Based on SMART data, you can judge the health of a disk, at least that is the idea. If I, for instance, run sudo smartctl -H /dev/sda on my ArchLinux laptop, it says that the hard drive passed the self tests and that it should be "healthy" based on this.

My question is how reliable this information is, or more specifically:

  • If according to the SMART data this disk is healthy, what are the odds of the disk suddenly failing despite this? This assumes the failure is not due to some catastrophic event that impossibly could have been predicted, such as the laptop falling down on the floor causing the drive heads to hit the disk.
  • If the SMART data does not say the disk is in good shape, what are the odds of the disk failing within some amount of time? Is it possible that there will be false positives and how common are these?

Of course, I keep backups no matter what. I am mostly curious.

Best Answer

In my experience (20 years in operating servers, must have handled about 5.000 disks in all the servers I have dealt with) SMART is useful but no panacea.

If you get SMART errors replace the disk asap. Chances hare very high that with 4-8 weeks the disk will have serious issues. (The Google study frequently mentioned in this regard correlates very nicely with my personal experience.)
Typically you have a week or 2 before the disk becomes really problematic.
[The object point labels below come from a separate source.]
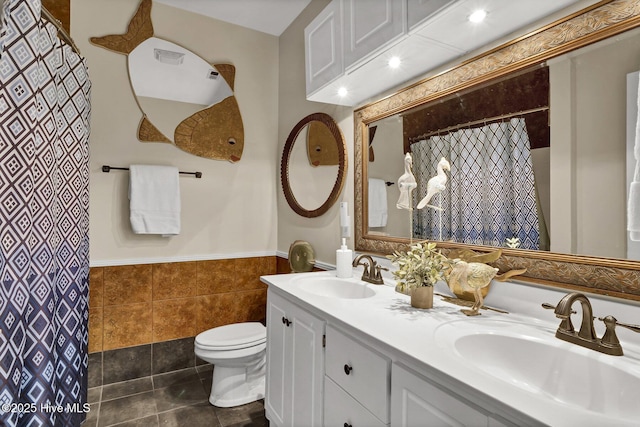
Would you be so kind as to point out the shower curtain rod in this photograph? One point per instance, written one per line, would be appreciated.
(61, 31)
(108, 169)
(476, 122)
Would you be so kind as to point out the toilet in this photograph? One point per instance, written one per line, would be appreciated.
(238, 353)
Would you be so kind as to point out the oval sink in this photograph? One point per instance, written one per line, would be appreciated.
(535, 361)
(333, 287)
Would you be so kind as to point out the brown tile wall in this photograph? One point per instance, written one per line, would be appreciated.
(148, 303)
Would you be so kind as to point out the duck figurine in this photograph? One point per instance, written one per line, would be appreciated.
(406, 184)
(436, 184)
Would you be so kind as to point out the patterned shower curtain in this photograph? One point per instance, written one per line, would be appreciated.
(44, 221)
(490, 195)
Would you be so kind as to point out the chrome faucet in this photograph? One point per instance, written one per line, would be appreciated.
(372, 271)
(586, 336)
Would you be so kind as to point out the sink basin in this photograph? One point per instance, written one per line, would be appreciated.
(535, 361)
(333, 287)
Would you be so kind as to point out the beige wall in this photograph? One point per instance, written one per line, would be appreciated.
(588, 147)
(232, 209)
(323, 232)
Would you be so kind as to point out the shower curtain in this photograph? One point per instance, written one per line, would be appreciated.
(490, 195)
(44, 244)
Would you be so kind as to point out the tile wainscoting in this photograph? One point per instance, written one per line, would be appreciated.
(143, 318)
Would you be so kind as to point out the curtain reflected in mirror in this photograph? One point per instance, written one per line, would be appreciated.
(490, 197)
(497, 192)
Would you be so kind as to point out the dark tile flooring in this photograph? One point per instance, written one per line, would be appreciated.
(174, 399)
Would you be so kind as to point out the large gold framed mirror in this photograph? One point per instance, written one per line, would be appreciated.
(576, 258)
(314, 165)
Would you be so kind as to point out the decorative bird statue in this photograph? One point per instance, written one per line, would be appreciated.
(469, 274)
(472, 276)
(406, 184)
(436, 184)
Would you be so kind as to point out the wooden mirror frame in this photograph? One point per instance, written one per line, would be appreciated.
(328, 121)
(613, 277)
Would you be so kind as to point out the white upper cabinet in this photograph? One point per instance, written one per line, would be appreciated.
(323, 47)
(369, 26)
(348, 47)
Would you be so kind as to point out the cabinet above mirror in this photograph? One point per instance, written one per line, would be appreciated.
(356, 49)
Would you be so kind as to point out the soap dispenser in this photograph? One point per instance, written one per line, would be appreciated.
(344, 258)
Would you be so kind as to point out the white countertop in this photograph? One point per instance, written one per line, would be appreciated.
(419, 339)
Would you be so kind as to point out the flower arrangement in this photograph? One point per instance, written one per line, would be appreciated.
(422, 265)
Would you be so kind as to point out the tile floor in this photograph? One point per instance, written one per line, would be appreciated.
(174, 399)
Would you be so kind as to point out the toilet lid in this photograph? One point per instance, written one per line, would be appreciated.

If you don't get SMART errors at all, the disk can still fail without any warning whatsoever, although that is quite rare in servers. I see may be 3 or 4 such cases per year. While we replace drives because of SMART errors at about 25/month.
This may have to do that server disks are usually part of a raid array and see a continuous read/write pattern all over the disk. This gets every part of the disk "exercised" (and checked) on a regular basis.
Biggest chance of a disk failing (without previous warning) is on startup if a server has been switched of for some time after been continuously run for months/years.
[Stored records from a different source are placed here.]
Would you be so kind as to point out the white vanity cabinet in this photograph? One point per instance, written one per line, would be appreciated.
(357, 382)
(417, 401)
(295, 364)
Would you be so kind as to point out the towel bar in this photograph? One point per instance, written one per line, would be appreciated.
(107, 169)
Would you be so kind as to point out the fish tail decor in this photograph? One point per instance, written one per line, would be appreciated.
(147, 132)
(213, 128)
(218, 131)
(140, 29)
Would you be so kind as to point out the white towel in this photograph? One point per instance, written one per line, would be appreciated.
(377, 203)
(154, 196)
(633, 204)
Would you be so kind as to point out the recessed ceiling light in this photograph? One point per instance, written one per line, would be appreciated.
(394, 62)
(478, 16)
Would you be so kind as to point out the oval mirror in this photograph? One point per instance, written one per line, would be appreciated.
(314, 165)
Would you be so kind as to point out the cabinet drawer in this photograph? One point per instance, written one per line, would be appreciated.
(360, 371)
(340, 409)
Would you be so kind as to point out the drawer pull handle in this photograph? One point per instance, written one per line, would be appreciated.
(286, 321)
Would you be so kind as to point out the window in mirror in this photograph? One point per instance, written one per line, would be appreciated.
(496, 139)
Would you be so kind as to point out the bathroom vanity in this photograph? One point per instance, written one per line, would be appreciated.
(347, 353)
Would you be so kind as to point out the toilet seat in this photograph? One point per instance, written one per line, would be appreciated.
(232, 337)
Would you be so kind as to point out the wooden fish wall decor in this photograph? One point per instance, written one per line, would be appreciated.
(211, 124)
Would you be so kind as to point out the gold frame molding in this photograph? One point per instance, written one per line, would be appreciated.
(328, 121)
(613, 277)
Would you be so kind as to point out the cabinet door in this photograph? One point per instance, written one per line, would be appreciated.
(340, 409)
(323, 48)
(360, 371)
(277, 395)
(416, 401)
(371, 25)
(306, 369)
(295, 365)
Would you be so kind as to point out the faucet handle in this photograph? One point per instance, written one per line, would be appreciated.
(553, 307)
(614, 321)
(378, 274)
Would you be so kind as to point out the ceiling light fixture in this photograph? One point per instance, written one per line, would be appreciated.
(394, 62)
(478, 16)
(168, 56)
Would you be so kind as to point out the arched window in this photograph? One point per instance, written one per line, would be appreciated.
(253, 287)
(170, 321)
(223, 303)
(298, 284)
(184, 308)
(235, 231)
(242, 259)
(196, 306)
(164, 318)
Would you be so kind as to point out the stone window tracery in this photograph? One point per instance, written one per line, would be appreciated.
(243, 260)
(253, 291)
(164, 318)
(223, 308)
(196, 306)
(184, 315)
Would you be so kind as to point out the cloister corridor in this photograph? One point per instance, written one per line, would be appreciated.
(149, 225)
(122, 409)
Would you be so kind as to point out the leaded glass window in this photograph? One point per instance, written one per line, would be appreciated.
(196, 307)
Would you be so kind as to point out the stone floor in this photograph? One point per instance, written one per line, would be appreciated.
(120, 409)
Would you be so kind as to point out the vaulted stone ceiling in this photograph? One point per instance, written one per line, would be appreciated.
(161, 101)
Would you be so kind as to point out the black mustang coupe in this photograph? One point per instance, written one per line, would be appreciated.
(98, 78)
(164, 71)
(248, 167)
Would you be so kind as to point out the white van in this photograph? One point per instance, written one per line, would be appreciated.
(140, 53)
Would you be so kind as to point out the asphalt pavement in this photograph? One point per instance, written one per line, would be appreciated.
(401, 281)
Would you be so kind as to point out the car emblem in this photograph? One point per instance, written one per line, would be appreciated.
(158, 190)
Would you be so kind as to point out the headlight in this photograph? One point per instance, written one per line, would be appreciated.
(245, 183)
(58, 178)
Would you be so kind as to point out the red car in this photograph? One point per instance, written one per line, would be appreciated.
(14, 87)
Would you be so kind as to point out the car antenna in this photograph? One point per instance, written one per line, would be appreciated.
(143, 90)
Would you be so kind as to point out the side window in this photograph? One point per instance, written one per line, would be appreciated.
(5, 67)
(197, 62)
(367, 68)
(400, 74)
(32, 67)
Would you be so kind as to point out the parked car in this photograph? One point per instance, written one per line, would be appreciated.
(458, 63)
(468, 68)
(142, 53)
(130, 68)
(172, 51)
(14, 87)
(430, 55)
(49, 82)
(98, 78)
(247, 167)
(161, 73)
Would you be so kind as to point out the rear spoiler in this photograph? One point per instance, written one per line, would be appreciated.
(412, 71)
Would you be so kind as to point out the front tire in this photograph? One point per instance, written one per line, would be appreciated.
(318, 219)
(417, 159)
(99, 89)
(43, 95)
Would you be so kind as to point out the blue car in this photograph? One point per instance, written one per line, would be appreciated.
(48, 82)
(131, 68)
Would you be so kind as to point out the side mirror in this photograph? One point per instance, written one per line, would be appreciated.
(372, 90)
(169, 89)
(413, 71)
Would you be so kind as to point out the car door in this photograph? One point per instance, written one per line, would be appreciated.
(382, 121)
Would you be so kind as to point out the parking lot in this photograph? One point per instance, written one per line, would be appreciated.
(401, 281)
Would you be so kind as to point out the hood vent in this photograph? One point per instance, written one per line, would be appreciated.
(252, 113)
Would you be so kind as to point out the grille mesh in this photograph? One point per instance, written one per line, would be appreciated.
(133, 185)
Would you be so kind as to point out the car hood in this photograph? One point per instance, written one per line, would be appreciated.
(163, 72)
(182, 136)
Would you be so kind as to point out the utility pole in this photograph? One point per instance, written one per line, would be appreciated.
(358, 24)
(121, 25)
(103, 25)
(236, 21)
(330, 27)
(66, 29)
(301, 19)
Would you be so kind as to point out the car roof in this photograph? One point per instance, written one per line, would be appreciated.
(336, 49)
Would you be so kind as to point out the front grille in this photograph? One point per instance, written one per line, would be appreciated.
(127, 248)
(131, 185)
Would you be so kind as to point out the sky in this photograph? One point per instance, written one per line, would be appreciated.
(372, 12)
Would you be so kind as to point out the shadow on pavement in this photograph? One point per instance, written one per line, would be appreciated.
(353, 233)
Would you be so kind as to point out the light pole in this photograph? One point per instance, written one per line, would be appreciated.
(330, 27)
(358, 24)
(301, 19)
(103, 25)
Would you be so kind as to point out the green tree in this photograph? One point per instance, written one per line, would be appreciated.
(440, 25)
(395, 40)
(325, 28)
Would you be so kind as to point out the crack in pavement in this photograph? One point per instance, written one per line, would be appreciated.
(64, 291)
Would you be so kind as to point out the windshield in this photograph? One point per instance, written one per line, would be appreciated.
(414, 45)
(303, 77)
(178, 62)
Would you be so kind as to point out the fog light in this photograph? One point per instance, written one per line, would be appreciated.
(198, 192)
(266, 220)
In consumer equipment (non-server, laptop/desktop-drives) I have seen plenty disks with read-errors that somehow didn't end up in SMART data, even though Windows logged those errors in the Event log. (SMART only did log them after a full chkdsk from Windows.)
This leads me to believe that, in many consumer drives, the SMART thresholds are quite low. This might be (big IF) intentional to keep RMA numbers low in this cut-throat business.
Many consumers will not notice the occasional bad block anyway until it is too late. (How many consumers know where to find the Event log ? That's the only place where you can see disk-errors in Windows.)
In my experience if a consumer disk has issues (SMART or otherwise), copy your data of it and replace it immediately. By the time it gives those errors it is already past dead.